A scaled-down version has been working for more than a year at a McCall Road pond.


His last test with one jet ski, pumping into a 10-inch line 100 feet long and up a five-foot bank, moved 76,000 gallons an hour. Had he put a vacuum on it, Skadeland estimated he could have moved 150,000 gallons an hour.


But none of this creation can be placed under a patent, Skadeland said. The same principle he employs with the jet ski can work just as well with a garden hose, he added.


Skadeland had two patents back in the 1980s but the patent process today, he said, is broken.


“Ninety-nine point nine percent of inventions never make their inventors any money,” he said. “Ninety-nine percent of the inventors who go to litigation lose. The patent process now is $10,000, plus or minus, plus a couple of years to get it.”


Skadeland isn’t looking to strike it rich on his jet ski pump system; instead, he wants to be able to employ that apparatus wherever and whenever it’s needed.

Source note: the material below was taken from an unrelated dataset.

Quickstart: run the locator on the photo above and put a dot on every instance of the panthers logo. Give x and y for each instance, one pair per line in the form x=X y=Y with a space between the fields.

He’s loquacious about his jet ski system. But he’s reticent about the skimmer project.


“I’m trying to keep that under wraps,” he said.


A manufacturer has approached Skadeland about producing his skimmer, but he doesn’t have a patent on it. Without it, he says, “I have no protection right now.”


“As an inventor, it’s like the old Navy thing — loose lips sink ships,” Skadeland said. “How do you market something when you’re afraid of telling anybody?”


Skadeland has been working on the skimmer for nearly 10 years, and he brought a prototype to the Effingham Chamber of Commerce’s Holiday Classic. But he couldn’t get any interest in it.


He started working with the Creative Coast, and they directed him to a venture capitalist who also helps exchange ideas.


“His main problem was I didn’t have any protection and, without any protection, it’s hard to get anybody to invest,” Skadeland said.


“My challenge is, I stink at business,” he added. “I’m good at creativity. But entrepreneurial business sense, I have none or very little.”


Skadeland also has a patent attorney working on the skimmer. He’s hopeful he can show what he is working on to the rest of the world.


“My goal is to release what I’m doing to the world, to share it, and to educate, to help people understand and help them put into process,” he said.


He calls his invention a declining plane skimmer. “It’s so simple,” he said.


The skimmer can be made as big or as small as needed, Skadeland explained, and it requires no moving parts.


“It’s a skimmer that will skim just about anything that floats, from ice flow down the river to tomatoes to oil to Styrofoam,” he said. “It can be pulled. It can be pushed. It can be stationary.”


Skadeland had to overcome another obstacle a few years ago. He went through a class, when he was 64 years old, to help with his dyslexia.


“You know the comic ‘Calvin and Hobbes’? I’m Calvin, every day,” he chortled.


Once he gets his skimmer off the ground and in the water as a viable invention, he wants to put videos of it on YouTube. He has videos of his jet ski flood control siphon system.


“They’re sort of redneck-ish,” he said, “but that’s me all the way.”


He hopes to make a little bit of money off a Web site with a blog about the skimmer. But he won’t charge people for instruction on how to make the skimmer.


“If you see it on YouTube and you think it might help you, you go to the Web site and it has links to the guys who make pipe or make valves,” he said. “If you buy anything from them, I would get a commission. For the people who are going to need it, we’ve gotten to too much ‘what’s in it for me’ instead of helping people. Everybody wants to get rich quick.”


Skadeland got a lot of his idea from his garden pond, and the invention process has served him well in other areas.


“The challenge with inventing is you fail a lot. It teaches you persistence,” he said. “You don’t give up until you’ve proven to yourself it’s not going to work.”